18.03.2009

merci à sa femme !

Voici ce qu'à donné sa femme comme petit texte résumant son profil surement:

"Déni de l'individualité d'autrui, comportement général impulsif et antisocial, mensonges, mépris du danger, absences, fugues. Personnes enclines à infliger des mauvais traitements à leur famille. A sa propre version du bien et du mal. Excès d'agressivité pulsionnelle. Passage à l'acte au détriment de toute élaboration mentale. Absence d'anxieté ou d'inquiétude, dévaluation agressive et réelle d'autrui qui permet d'étayer un soi grandiose et de réparer les blessures émotionnelles, un contrôle omnipotent sur les autres, un charme superficiel associé à une faconde, une insensibilité relationnelle, un manque de remords, ennui inquiétant et terrible. Séparation précoce d'avec le parent primaire pendant la phase symbiotique de maturation. Il existe des défauts d'internalisation, il existe une prédominance d'une identification archétype à l'objet soi-étranger, un attachement narcissique primaire au soi grandiose et enfin un mode agressif et sado-masochiste dans la relation à l'autre. Allers-retours en depression majeure et megalomanie. Carences parentales extreme. Passage à l'acte pour évitier le réveil de la trace d'une menace d'envahissement par l'image maternelle. Dévalorisation systématique de l'autre. La personne, en vieillissant est mieux naturellement"

Et voilà!! Elle a du piocher ça dans un cours, dans un bouquin. Je pense que ca laisse réflechir et qu'en effet, on n'est pas loin de la personnalité de Michel. Elle aussi, lui conseille d'aller voir un psy.

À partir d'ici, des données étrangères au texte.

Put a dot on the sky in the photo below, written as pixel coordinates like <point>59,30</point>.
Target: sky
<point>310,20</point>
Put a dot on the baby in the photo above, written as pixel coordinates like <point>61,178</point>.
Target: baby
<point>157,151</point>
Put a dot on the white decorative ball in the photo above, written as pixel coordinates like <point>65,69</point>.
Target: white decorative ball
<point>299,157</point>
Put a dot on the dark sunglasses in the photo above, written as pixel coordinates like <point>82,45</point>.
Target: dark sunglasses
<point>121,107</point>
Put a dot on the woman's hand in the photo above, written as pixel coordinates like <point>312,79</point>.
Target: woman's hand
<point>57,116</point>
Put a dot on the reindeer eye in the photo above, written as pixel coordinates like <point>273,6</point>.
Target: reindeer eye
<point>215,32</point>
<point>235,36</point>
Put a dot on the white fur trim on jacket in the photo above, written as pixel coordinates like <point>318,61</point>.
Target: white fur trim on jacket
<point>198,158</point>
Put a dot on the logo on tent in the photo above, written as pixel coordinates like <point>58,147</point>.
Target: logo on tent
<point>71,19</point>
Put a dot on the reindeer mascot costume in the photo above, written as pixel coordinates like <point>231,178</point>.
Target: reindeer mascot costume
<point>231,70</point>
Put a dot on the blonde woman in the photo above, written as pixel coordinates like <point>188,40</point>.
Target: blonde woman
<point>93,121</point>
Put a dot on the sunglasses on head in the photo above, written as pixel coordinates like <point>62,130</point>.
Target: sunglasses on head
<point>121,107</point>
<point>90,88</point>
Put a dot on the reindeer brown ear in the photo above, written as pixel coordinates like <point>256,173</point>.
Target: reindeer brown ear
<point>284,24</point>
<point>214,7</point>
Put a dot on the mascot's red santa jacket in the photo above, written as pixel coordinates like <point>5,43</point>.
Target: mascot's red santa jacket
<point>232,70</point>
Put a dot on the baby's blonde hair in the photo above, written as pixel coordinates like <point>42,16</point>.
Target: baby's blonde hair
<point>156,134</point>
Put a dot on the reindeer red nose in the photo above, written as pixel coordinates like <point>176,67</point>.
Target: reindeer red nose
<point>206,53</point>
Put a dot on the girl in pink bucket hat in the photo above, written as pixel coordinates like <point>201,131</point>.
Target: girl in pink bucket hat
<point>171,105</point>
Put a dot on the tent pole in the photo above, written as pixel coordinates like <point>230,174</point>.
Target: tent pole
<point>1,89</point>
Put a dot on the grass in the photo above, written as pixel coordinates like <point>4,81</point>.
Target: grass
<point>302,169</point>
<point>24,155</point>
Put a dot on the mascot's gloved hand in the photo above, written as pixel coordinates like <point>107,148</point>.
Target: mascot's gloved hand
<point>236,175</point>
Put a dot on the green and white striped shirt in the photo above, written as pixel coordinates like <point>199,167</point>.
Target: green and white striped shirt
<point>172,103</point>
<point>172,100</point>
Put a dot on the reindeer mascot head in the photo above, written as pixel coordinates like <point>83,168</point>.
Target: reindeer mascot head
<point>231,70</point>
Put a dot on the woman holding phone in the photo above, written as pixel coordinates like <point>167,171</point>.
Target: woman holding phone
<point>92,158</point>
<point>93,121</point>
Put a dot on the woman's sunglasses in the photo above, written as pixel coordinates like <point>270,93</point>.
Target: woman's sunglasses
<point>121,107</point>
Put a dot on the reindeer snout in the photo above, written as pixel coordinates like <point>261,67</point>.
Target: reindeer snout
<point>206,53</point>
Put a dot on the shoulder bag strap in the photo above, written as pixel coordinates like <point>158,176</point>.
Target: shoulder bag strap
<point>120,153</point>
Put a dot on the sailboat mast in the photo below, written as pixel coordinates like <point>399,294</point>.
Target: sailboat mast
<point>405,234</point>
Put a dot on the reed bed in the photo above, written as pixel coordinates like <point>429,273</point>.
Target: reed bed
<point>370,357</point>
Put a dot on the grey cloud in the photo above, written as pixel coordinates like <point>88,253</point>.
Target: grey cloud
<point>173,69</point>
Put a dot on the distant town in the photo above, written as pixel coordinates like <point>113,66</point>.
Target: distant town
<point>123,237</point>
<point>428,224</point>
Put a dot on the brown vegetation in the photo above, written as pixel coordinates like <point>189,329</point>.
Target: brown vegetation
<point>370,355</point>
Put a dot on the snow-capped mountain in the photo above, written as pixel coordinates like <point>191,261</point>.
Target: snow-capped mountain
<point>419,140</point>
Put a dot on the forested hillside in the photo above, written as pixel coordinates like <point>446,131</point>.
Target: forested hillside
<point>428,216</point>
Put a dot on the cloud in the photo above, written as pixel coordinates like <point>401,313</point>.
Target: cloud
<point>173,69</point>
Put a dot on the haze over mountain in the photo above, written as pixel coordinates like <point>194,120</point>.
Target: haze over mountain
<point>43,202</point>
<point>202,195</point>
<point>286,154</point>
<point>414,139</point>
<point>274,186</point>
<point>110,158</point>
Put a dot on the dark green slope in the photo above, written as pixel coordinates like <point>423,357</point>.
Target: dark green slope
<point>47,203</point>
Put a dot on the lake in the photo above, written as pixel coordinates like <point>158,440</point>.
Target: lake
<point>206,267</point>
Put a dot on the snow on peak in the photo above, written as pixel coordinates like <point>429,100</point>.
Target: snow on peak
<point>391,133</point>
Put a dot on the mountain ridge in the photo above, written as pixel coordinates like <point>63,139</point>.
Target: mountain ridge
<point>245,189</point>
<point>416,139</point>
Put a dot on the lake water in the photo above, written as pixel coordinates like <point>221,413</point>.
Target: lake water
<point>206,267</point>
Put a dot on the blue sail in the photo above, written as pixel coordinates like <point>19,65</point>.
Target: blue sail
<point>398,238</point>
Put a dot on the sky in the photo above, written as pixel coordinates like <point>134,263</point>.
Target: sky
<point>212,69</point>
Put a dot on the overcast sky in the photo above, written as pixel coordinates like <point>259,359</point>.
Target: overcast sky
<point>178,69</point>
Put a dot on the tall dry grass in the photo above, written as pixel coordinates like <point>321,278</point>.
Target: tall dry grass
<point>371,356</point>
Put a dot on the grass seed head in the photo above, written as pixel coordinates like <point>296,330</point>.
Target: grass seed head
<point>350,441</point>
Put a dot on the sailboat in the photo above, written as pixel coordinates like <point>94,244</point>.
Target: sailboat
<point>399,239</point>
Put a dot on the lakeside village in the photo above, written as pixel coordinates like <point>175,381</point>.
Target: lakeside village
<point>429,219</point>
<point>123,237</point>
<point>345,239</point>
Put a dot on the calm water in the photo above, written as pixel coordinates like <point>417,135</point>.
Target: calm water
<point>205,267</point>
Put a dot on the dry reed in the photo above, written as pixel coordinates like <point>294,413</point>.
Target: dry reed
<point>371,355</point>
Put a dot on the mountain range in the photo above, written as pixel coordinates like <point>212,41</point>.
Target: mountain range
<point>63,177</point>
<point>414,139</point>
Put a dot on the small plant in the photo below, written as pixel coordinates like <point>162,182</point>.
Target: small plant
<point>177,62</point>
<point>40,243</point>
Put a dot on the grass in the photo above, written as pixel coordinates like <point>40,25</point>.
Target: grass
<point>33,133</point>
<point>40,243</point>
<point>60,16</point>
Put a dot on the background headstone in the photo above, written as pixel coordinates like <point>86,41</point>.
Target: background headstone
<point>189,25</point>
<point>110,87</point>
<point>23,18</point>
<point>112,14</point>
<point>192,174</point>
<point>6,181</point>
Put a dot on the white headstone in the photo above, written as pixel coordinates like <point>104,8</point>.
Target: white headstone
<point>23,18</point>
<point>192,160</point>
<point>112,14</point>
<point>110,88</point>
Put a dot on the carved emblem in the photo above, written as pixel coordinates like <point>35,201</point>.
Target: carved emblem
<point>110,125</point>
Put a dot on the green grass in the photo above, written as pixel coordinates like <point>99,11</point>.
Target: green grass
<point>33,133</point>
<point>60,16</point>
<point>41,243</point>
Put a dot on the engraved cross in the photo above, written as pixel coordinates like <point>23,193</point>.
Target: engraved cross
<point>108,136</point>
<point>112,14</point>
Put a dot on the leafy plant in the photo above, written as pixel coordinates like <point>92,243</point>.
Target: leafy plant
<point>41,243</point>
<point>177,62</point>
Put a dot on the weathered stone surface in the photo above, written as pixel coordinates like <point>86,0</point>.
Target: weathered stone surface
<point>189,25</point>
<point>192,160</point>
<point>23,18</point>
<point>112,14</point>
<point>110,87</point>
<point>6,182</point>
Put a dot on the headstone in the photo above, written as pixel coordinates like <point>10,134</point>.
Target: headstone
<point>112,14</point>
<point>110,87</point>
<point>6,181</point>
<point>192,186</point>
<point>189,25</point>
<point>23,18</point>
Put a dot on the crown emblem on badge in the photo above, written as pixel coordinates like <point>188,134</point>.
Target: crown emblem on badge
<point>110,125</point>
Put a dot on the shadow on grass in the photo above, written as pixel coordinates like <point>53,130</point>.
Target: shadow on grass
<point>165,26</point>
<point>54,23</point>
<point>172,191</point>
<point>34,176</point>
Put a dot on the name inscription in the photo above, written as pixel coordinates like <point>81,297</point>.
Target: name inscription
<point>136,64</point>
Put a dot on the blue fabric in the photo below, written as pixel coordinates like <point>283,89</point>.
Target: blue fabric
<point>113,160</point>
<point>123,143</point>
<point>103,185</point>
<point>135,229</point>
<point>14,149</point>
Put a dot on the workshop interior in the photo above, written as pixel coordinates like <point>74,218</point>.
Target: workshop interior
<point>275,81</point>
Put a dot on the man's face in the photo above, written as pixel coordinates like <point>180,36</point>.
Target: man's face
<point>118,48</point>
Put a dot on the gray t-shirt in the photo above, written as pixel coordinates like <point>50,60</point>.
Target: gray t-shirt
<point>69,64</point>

Je conseille également à sa femme d'aller voir un psy car depuis toute ces années de séparation avec lui, elle est encore rongée de jalousie et donc d'amour pour lui. J'ai trouvé dans la porte de sa voiture un très vieux preservatif marquée au stylo dessus: pour les connasses de bases. Elle avait déssiné une bite juste en dessous...Qu'elle inscrive ce mot,..bon, encore je peux le comprendre mais qu'elle dessine cette bite, je trouve ça plutot primaire comme geste et ridicule. Je la plains cette femme qui ne supporte pas encore aujourd'hui d'entendre une voix feminine (notamment la mienne) quand elle telephone à Michel.